Norbert Haug will für Istanbul keine Versprechungen abgeben

Formel 1 2011

— 26.04.2011

Haug: "Gingen nicht durch Zufall in Führung"

Worauf Norbert Haug die großen Fortschritte beim China-Grand-Prix zurückführt und über den Fahrplan für die nächsten Rennen

Manch einer traute seinen Augen nicht, als in China nach den ersten Boxenstopps plötzlich Nico Rosberg im Mercedes-Boliden in Führung lag. In dem Boliden, der in Australien und Malaysia noch verspottet worden war. Dass der Deutsche am Ende wegen eines Spritproblems mit Platz fünf Vorlieb nehmen musste, tat der allgemeinen Euphorie der Truppe um Norbert Haug und Ross Brawn keinen Abbruch.
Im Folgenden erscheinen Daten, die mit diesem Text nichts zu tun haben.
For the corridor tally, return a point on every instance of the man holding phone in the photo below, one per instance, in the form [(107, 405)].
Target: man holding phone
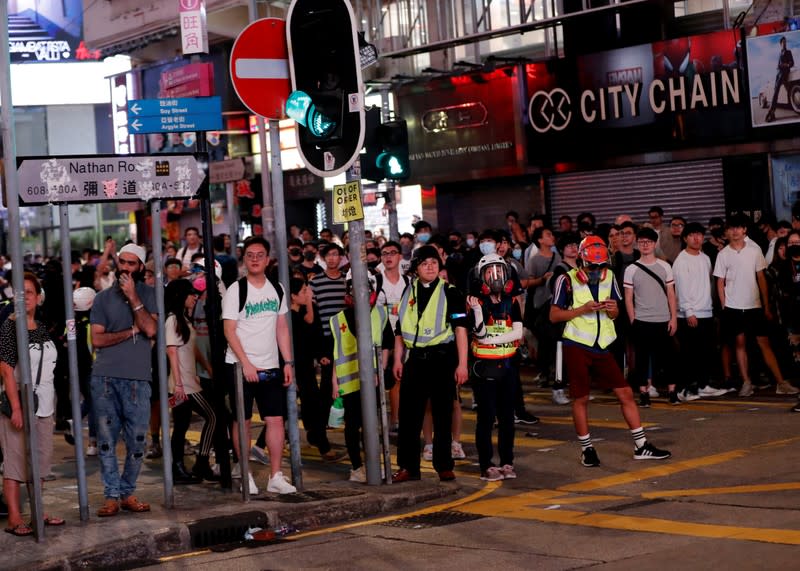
[(587, 298)]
"In China waren wir von unseren Rundenzeiten - und zwar mit beiden Fahrzeugen - so unterwegs, dass wir auf jeden Fall unter den Top-3 der Teams waren", weiß Haug. Und prognostiziert: "Von vier geht es auf drei und dann weiter. Wir müssen einen Schritt nach dem anderen machen. Den einen haben wir in China gemacht."

Vor allem Rosberg trauerte nach dem Rennen einem möglichen Sieg nach, schließlich entsprach Platz fünf in Schanghai nicht dem Potenzial von Mercedes. Das weiß auch der Motorsport-Chef: "Mit der richtigen Benzinmenge an Bord wäre noch mehr möglich gewesen. Ich will mich gar nicht an den Siegchancen-Spekulationen beteiligen, das Rennen ist rum. Ich glaube, man hat gesehen, dass wir nicht durch Zufall zweimal im Rennen mit Nico in Führung gegangen sind und dass Michael Schumacher gleich in der ersten Runde fünf Fahrzeuge überholt hat. Das war schon eine stabile und akzeptable Leistung, wenn auch der krönende Abschluss Podium gefehlt hat."

Ist Mercedes im Spitzenfeld angekommen?

Haug wird nach der heftigen Kritik nach den ersten zwei Rennen nicht müde, seine Truppe für die "Auferstehung" zu loben: "Die Kraft ist in dem Team. Sie haben gesehen, wie es noch eine Woche davor in Malaysia unter ganz anderen Bedingungen war, aber wer diesen Turnaround in einer Woche schaffen kann... All das spricht für die Klasse dieses Teams."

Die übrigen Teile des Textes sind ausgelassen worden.